Being able to diagnose mental illness with a brain scan could conceivably save significant time and money and reduce suffering. Like the study says, an individual in a depressive episode can often look the same regardless of etiology, but one problem not mentioned is that giving someone with bipolar depression commonly used antidepressants can often make that person manic. Right now, this is sometimes unavoidable, as a person who has never experienced a manic or hypomanic episode cannot convey this information. Even worse, inpatient psychiatric hospitals often have to clean up the messes created by psychiatrists who get a sloppy history from someone and miss obvious signs of past manic or hypomanic episodes, which is expensive and prevents patients from living their lives for days, if not weeks.

lampishthing on September 9th, 2018 at 11:34 UTC »

I often wonder in cases like these if the research was closer to 100% accurate in diagnosing a disorder but the illness that we have defined is an inaccurate description physiologically or simply overbroad.

mvea on September 9th, 2018 at 10:39 UTC »

The title of the post is a copy and paste from the second, fifth and seventh paragraphs of the linked academic press release here :

The research team used sophisticated MRI scanning to see how the amygdala – a set of neurons that play a key role in processing emotions – reacts as a patient processes facial expressions such as anger, fear, sadness, disgust and happiness.

The findings from this study had 80% accuracy in making this distinction.

“Mental illness, particularly bipolar disorder and depression, can be difficult to diagnose as many conditions have similar symptoms,” Dr Korgaonkar said.

Journal Reference:

Mayuresh S. Korgaonkar, May Erlinger, Isabella A. Breukelaar, Philip Boyce, Philip Hazell, Cassandra Antees, Sheryl Foster, Stuart M. Grieve, Lavier Gomes, Leanne M. Williams, Anthony W.F. Harris, Gin S. Malhi,

Amygdala activation and connectivity to emotional processing distinguishes asymptomatic patients with bipolar disorders and unipolar depression,

Biological Psychiatry: Cognitive Neuroscience and Neuroimaging, 2018, ISSN 2451-9022,

Doi: https://doi.org/10.1016/j.bpsc.2018.08.012.

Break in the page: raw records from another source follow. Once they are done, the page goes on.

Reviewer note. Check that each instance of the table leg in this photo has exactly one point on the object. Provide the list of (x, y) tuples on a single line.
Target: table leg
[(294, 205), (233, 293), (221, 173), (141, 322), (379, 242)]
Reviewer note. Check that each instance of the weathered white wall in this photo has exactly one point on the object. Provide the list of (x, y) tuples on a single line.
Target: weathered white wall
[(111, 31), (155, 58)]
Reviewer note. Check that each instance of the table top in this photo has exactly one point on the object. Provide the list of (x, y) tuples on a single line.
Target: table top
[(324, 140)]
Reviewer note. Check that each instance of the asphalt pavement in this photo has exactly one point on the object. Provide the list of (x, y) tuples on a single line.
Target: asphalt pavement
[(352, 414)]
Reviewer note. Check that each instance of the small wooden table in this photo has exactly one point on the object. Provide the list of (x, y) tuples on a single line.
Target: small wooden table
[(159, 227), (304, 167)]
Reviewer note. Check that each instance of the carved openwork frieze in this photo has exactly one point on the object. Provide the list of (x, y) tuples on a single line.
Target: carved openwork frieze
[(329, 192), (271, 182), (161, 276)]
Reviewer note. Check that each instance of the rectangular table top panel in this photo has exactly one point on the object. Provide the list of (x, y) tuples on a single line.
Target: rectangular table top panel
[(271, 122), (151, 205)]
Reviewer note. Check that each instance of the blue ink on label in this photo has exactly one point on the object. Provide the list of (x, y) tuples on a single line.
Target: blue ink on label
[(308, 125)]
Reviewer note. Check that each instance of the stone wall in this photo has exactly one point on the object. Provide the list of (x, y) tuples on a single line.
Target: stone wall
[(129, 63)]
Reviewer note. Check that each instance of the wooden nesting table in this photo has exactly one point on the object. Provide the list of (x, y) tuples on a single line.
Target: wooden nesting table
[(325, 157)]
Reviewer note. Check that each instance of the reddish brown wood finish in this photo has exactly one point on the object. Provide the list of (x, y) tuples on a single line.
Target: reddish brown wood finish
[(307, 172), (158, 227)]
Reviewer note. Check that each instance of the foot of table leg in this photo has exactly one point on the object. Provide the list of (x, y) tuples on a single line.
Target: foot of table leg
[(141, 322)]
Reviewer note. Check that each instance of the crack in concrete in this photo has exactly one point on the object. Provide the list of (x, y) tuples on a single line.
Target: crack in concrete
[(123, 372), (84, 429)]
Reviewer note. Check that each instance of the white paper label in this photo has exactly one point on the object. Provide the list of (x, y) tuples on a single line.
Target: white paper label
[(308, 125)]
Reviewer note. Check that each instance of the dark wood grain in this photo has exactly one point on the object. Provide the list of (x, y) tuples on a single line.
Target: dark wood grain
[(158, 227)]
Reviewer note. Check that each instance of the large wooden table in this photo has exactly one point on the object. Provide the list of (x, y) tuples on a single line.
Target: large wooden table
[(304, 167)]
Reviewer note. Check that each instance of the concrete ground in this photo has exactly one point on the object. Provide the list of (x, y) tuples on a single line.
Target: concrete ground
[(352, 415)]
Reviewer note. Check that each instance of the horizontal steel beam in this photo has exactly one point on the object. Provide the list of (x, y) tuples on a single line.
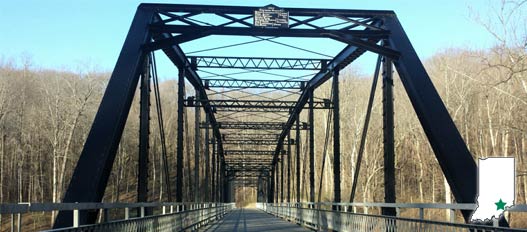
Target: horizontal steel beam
[(255, 142), (255, 126), (250, 136), (255, 31), (249, 10), (248, 152), (257, 62), (253, 84), (270, 104)]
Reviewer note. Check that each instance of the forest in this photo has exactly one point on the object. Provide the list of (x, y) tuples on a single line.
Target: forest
[(45, 116)]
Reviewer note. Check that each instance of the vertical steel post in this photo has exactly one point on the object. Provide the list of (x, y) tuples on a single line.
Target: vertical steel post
[(276, 183), (144, 132), (270, 195), (206, 182), (197, 144), (336, 139), (179, 155), (289, 166), (311, 147), (282, 153), (90, 176), (388, 132), (213, 174), (297, 150)]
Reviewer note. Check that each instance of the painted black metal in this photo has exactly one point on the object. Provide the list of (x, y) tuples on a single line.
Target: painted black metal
[(206, 189), (213, 174), (270, 195), (288, 154), (91, 174), (346, 56), (180, 136), (451, 151), (249, 152), (299, 33), (144, 134), (253, 84), (99, 151), (388, 136), (252, 142), (258, 136), (311, 118), (269, 104), (336, 138), (365, 130), (255, 126), (297, 150), (197, 146), (258, 62), (282, 177)]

Link: http://www.sciencedirect.com/science/article/pii/S2451902218302362

Abstract:

Background

Mechanistically based neural markers such as amygdala reactivity offer one approach to addressing the challenges of differentiating bipolar and unipolar depressive disorders, independently from mood state and acute symptoms. Although emotion-elicited amygdala reactivity has been found to distinguish bipolar from unipolar patients in depressed states, it remains unknown whether this distinction is trait-like and present in the absence of an acutely depressed mood. We address this gap by investigating bipolar (BP) and unipolar major depressive disorder (MDD) populations in remission.

Methods

73 participants (23 BP and 25 MDD patients matched for age-gender, number of depressive episodes and severity; 25 age-gender matched healthy individuals) completed supra- and subliminal processing of threat, sad, happy and neutral faces during fMRI. We compared groups for activation and connectivity for the amygdala.

Results

BP participants had lower left amygdala activation than MDD during supraliminal and subliminal threat, sad and neutral processing and for subliminal happy faces. BP participants also exhibited lower amygdala connectivity to the insula and hippocampus for threat and to medial orbito-frontal for happy supraliminal and subliminal processing. BP participants also demonstrated greater amygdala-insula connectivity for sad supraliminal and subliminal face processing. Both patient groups were distinct from controls across several measures for activation and connectivity.

Conclusion

Independent of valence or level of emotional awareness amygdala activation and connectivity during facial emotion processing can distinguish BP and MDD patients. These findings provide evidence that this neural substrate could be a potential trait-marker to differentiate these two disorders largely independent of illness state.